The meeting came at the time when wheat commodity prices have risen and continue to rise hence negatively impacting the lives of the population in form of high prices for financed products which have negatively impacted the confectionary and bakery industries.
Albeit, several opportunities for innovation, especially regarding domestic production of wheat or increased production of wheat flour substitutes such as cassava and matooke have been unveiled by the current challenges.
The ministries of Trade and Agriculture have all planned to support these innovations with requisite policies and incentives with several members of the business community, Lead firms, YAWs partners, and Government research firms discussing concrete and informative resolutions.
The Youth involved in cassava production and distribution have also been part of the discussions and the project aims to implement these deliberations together with the help of Government agencies.
Speaking during a panel discussion, Miss Allen Nsereko, a representative of Ntake Bakery which is one of the lead firms, pledged that they will reduce wheat imports and encourage domestic wheat production through a partnership with innovators on different blends of flour.

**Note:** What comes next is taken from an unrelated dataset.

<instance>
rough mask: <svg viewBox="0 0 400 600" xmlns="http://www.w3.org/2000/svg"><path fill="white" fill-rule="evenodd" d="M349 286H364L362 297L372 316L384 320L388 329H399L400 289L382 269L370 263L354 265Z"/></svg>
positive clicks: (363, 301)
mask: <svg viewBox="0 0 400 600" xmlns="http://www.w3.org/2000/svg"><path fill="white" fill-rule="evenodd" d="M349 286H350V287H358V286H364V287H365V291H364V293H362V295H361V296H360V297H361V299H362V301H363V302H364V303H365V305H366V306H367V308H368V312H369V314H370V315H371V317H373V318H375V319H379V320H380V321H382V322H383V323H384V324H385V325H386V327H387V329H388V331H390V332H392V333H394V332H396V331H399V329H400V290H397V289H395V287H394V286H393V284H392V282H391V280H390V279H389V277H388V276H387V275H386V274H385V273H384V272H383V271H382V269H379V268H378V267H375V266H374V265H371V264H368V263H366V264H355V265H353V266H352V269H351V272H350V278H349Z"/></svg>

“Ntake Bakery recently thought of substituting wheat for other products but the problem is pricing,” Nsereko said.
She added: “The substitute should be cheaper than what is already being used. Why should wheat from Russia be cheaper than cassava in Uganda?”
The panel tasked to answer the question: “What more do we need to harness opportunities arising out of rising commodity prices of wheat to create jobs?” included; Bahati Joseph, the Deputy Director Presidential Initiative on Banana Industrial Development (PIBID), Matano Kodowa, the Managing Director of HotLoaf, Mrs Wanjira Kayuki Mulindwa, the Managing Director TUA and Mrs Rebecca Mugwanya, the Chief Executive Officer Orga.
“What is important in processing this product is to improve our quality. Right before we think of marketing it, we need to ensure that it’s of high quality,” Orga CEO Mugwanya told the panel.
“We are in this together. The most important aspect is that let’s work together. This is a call to bakers, we are here, call on us because Gluten Free is a good prospect for you,” she added.
On his part, HotLoaf MD Kodowa said the franchise program aims to support the youth but mostly women as we seek to have over 200 franchises across the country
“I would like to re-echo that HotLoaf Bakeries has an opportunity for the youth thanks to the support from PSFU.”
Sarah Kagingo, PSFU Board Member and Sector Chair-Professional Services, urged the government ministries and agencies to do more sensitization about their services to the Ugandans who need them.
“I have listened to fantastic ideas you have shared. Uganda is a cornerstone of policies that even countries around East Africa copy and paste Uganda policies. The issue is on implementation.”
She made a case for participation and standardization which, according to her, can be helpful to companies.
“When these companies grow and standardize, they may end up with surplus products that our local market cannot consume. So, we must come up with other markets in the region and the rest of the world. The reason we are here is to explore import replacement.”
“Before PSFU organizes these dialogues, what are you doing as the ministry of Trade to make sure people benefit from them?” she queried, adding, “You have guidelines on agriculture, why allow them to gather dust on your shelves? Share them with the public.”
In her parting remarks, Damali Ssali, PSFU Chief Programs and Projects Officer who represented the CEO, urged more discussions and noted that the next time, farmers attending would diversify the whole agenda and make it more interesting.
“It’s important that we have the farmers in the room so that we can understand the real problems. We need to have these dialogues more frequently and often but also in a more practical way,” she said.
“As PSFU, we are bridging the gap between the Private Sector and the Public Sector. We are in the middle trying to solve those problems and also bring together different players in the value chain such as millers, processors, producers and bakers.”
She added: “I want to thank the exhibitors for bringing their products out here and spending time with us to be part of these discussions.”